When I really look at my work, I see an attempt to capture something authentic and powerful. My goal is always to make portraits that are provoking in their frankness. I want images that are a conversation rather than an object; I want my subjects to speak. I want them to quietly yell, and as a woman, I want to yell, too.
I am not uncommon in my own lack of self-esteem. I constantly battle imposter syndrome, a fat body that makes me uncomfortable, a deep belief that who I am and what I have to say is worthless. In photographing women in a way that is powerful and meaningful, I am hoping to find meaning in myself.
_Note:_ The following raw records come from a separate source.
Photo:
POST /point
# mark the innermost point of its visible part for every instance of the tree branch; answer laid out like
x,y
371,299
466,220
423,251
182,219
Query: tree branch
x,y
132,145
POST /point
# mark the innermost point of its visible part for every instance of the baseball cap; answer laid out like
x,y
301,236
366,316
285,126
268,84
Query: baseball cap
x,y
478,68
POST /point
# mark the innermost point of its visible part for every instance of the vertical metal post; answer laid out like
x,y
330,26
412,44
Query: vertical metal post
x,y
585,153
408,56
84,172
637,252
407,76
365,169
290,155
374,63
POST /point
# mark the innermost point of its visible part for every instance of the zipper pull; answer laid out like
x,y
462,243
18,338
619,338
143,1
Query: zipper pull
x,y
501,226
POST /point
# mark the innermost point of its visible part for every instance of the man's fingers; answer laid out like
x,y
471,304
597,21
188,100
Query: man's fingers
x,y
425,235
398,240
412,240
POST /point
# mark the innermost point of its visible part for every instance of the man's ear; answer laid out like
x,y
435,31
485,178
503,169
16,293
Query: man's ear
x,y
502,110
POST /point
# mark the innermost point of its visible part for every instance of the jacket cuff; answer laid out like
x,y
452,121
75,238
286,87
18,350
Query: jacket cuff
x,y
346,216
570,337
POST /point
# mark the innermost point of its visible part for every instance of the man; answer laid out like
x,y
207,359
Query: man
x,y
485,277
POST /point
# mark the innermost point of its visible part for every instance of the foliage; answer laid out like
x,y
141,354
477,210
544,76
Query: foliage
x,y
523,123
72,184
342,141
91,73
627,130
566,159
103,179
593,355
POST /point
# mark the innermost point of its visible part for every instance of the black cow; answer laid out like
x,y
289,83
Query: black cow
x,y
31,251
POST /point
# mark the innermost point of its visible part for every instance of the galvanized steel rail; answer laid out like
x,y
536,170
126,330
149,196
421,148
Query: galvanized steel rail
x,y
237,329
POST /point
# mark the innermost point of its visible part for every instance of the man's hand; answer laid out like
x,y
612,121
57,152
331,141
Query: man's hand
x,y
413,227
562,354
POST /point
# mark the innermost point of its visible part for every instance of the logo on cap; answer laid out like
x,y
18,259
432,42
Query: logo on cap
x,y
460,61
It is a deeply held thing.
My other goal in photographing women is perhaps even more personal, held even closer. I photograph them because I love them. Living pretty much exclusively in the closet has made me want to show my attraction to and love for women in ways that are subtle, but, for me, brazen. I am not exclusively gay--I currently have a male partner--but there is definitely a part of me that wants to live that love in the open. I do so through my work.
Ultimately, I photograph women because I want to engage in a conversation, about how to create a body of work that is of living, breathing people. I want to listen to and retell stories through landscapes, and I want to live a life that is open and free, and have it reflect through my work.